Whether you’re talking about developing resilience, managing stress, or finding greater life satisfaction, building meaningful connections are a must.
You and I and all humans have a basic necessity to connect with others.
These interactions lend meaning and happiness to our lives.
Too many people succumb to the misconception that the ability to connect with others is an unteachable trait that belongs to only a blessed few.
The reality is that the ability to build meaningful connections is under your control.
And it comes down to a matter of emotional intelligence.
Matthew Lieberman at UCLA conducted some research that shows being social and connecting with others is a fundamental human need similar to food, shelter, and water.
Lieberman discovered that the social pain we feel at the loss of a relationship originates in the dorsal posterior insula.
That is the same part of the brain as physical pain.
We are designed for survival, and the primary function of this area of the brain is to alert us to threats.
Think about that and you realise how powerful and important social connection is to us.
We are hard-wired to be social creatures.
Taking a moment to reflect on our daily encounters can help us determine whether the interactions we have with others constitute meaningful connections.
Countless interactions occur with family, friends, teachers, coworkers, service providers, baristas, children, neighbours, and coaches.
The list is literally endless.
Impossible And Exhausting
It would be impossible and exhausting to make a meaningful connection at every encounter, yet enhancing our awareness and ability to improve relationships leads to many benefits.
Connecting with the person who makes my latte? You must be joking! Give me a reason why I should.
Meaningful connections support our well-being in a holistic sense.
People in positive, supportive relationships gain a greater sense of self-worth.
And the better quality relationships at work, then the higher your work satisfaction.
The research conclusively shows we experience overall health benefits such as reduced symptoms of depression, anxiety, and stress.
It is also shown that caring behaviours, which are evident in meaningful connections, release stress-reducing hormones.
No wonder that a phone call with a friend helps us feel more relaxed, confident, and content.
It is easy to make meaningful connections because they can occur in any interaction and are not limited to your most profound relationships.
Whether it is working on a project with a coworker, supporting your partner through a difficult time in their career, or coordinating snacks with another rugby parent, qualities such as compassion, honesty, respect, support, and positivity enhance every interaction.
Interactions create meaning when something personal happens.
We bond instantly over a shared experience that conveys respect between two people.
Here are some easy ways to enhance the quality of your connections:
You increase opportunity by allowing yourself to be available to interactions initiated by others.

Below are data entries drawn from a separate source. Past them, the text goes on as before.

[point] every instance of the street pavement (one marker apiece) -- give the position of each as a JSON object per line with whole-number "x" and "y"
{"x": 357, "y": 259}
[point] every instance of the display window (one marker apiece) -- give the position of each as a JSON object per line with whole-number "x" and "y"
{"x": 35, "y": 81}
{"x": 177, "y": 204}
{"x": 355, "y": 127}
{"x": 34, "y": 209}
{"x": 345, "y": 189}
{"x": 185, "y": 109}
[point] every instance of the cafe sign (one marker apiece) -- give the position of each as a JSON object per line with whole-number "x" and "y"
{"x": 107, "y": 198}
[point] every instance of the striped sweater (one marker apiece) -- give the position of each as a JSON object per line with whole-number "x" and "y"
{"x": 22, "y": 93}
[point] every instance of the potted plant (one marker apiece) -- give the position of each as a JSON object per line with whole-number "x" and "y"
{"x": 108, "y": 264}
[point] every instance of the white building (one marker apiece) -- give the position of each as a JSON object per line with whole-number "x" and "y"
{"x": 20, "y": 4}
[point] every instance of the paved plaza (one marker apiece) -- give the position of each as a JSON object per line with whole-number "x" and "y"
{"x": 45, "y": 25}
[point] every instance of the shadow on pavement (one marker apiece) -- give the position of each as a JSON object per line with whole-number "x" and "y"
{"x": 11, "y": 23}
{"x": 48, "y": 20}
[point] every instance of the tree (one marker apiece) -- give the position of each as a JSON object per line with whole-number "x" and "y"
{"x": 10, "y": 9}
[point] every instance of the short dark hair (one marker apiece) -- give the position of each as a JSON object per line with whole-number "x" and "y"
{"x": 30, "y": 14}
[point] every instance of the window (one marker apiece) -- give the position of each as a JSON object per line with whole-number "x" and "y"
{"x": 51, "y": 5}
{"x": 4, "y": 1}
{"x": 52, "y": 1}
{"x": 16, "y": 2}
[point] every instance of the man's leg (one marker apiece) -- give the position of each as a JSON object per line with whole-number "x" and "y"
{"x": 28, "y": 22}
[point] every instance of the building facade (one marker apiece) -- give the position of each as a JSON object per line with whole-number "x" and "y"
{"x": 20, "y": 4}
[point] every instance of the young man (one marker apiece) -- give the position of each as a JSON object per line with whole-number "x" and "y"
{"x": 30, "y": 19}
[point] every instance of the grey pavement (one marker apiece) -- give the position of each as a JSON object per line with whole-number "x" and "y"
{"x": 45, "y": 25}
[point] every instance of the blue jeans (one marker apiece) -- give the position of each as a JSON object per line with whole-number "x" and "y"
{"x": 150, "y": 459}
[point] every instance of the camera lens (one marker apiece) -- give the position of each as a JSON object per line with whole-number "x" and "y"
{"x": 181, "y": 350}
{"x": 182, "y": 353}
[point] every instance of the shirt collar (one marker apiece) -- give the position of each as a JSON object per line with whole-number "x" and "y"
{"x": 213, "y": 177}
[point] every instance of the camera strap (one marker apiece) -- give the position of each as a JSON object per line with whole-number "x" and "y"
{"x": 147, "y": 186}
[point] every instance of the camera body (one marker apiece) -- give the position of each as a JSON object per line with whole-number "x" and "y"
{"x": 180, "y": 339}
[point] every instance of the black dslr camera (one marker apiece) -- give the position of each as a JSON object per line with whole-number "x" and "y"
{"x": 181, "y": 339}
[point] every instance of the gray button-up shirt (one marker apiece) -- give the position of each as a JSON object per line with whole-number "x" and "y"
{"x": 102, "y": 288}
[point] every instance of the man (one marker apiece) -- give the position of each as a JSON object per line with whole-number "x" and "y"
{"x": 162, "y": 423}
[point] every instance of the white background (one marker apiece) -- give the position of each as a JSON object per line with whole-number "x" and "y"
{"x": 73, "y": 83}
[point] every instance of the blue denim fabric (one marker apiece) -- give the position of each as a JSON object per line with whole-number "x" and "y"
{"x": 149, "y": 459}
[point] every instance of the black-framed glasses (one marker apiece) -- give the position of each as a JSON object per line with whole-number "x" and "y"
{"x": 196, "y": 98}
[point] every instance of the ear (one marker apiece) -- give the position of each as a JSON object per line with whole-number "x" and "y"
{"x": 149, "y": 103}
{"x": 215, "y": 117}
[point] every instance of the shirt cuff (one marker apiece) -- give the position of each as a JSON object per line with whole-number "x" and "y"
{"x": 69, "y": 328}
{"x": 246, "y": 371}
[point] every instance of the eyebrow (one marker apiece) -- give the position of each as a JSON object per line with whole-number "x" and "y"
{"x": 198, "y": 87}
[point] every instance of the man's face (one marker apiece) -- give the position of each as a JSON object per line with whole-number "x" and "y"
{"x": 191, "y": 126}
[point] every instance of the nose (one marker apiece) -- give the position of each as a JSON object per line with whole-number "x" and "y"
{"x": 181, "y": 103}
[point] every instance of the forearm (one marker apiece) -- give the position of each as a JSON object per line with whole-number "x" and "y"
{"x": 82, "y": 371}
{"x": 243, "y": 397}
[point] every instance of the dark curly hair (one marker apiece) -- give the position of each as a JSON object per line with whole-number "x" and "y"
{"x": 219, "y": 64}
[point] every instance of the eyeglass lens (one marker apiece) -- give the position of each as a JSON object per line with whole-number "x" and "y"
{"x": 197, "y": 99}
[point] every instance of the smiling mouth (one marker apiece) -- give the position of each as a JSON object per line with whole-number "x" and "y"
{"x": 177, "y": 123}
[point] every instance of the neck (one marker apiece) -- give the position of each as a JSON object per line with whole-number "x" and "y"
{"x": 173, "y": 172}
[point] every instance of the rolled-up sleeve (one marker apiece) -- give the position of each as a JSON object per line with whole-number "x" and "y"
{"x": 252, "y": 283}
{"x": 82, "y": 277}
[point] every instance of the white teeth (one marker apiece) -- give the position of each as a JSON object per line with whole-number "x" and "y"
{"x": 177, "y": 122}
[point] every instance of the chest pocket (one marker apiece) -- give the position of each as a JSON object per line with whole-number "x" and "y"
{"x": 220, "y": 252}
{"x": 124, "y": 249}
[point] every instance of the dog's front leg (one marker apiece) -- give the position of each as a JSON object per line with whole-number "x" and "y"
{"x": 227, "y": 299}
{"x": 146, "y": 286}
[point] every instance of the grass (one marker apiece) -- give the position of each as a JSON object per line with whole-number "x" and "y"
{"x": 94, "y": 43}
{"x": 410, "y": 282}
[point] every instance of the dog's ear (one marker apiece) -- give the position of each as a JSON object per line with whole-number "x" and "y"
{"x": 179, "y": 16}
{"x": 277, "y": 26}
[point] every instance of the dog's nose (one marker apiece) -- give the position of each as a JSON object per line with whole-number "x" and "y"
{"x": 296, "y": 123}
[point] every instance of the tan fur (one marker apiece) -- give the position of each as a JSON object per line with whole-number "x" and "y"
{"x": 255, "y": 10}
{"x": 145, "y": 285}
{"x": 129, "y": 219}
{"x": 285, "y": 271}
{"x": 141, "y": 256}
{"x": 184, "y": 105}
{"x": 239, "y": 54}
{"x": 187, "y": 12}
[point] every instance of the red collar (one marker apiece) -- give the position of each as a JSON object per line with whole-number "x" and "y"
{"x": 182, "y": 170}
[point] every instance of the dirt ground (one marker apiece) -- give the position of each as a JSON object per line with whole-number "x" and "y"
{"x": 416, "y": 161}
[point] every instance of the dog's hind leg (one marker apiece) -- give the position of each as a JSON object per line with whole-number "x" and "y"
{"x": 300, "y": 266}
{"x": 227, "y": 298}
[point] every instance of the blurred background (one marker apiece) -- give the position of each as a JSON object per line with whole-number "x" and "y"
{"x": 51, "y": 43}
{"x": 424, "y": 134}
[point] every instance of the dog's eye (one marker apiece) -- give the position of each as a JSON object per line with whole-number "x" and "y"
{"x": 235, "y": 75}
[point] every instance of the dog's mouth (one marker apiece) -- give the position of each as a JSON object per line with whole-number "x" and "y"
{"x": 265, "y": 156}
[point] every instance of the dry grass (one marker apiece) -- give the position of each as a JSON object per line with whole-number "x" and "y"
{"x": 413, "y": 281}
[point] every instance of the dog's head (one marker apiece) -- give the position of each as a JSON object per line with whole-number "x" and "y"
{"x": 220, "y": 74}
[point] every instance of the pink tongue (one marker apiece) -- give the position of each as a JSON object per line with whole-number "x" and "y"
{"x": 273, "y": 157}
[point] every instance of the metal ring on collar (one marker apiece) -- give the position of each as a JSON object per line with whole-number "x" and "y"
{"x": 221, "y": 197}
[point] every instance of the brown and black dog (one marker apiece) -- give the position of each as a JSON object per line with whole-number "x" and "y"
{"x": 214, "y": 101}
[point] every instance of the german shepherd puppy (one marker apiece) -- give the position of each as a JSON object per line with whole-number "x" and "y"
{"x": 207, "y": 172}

Start your day with the intention to improve your meaningful connections.
Develop the broad intention to enhance relationships throughout your day or define specific groups of people with whom you desire to strengthen your bonds.
When and where do you feel least connected with others?
When you identify the when and the where then you can develop ways to make meaningful connections with those people.
2. Open-Ended Questions
When interacting with others, asking more open-ended questions creates an opportunity to discover common ground, learn about someone, and begin to establish a bond.
Open-ended questions invite information to be shared. It is a way to demonstrate your interest in listening to what they have to say.
“What is important for you to accomplish in this?”
“What is your ideal vacation?”
“What’s the craziest thing you have seen in your job?”
These are examples of conversation starters.
Listen intently to what the other person has to say and respond with interest, banter, or empathy.
Preoccupation with your own day can preempt your ability to stop and listen.
Demonstrating that you care builds respect and invites reciprocity.
When someone feels heard, it creates a sense of value and meaning.
When you give a warm greeting establishes an instant connection and acknowledges another person’s existence.
It signals to another person that you are approachable, which may lead to continued communication or sharing.
Connecting with a variety of people throughout the day and throughout a lifetime helps expose us to new ideas and new activities.
With each person, we experience something different such as a new inspiration, new information, or a unique bond that helps bring out different parts of our whole being.
6. Your Inner Voice
A massive thing that keeps us from connecting with other people is we’re thinking too much while the other person is talking.
Instead of really listening.
We become so focused on how what the other person is saying is going to affect us or on what we’re going to say next that we fail to hear what’s being said.
While we hear the words loud and clear, the meaning is lost.
You must quiet this inner voice if you want to connect deeply with people.
It is not a big deal if you forget what you were going to say or if the conversation changes direction before you have a chance to make your point.
If your goal is to connect with another person, you have to shut off your own internal soundtrack long enough to focus on what they’re telling you.
The good news is that we are hard-wired to connect with each other; we just get in our own way.
Every time you meet someone new try these strategies.
They are simple. They will enhance connections at all levels, including those with our children, our spouses, our coworkers, even the barista who makes our latte.
These enriched interactions with others not only increase your health and happiness but provide a deeper meaning to our lives.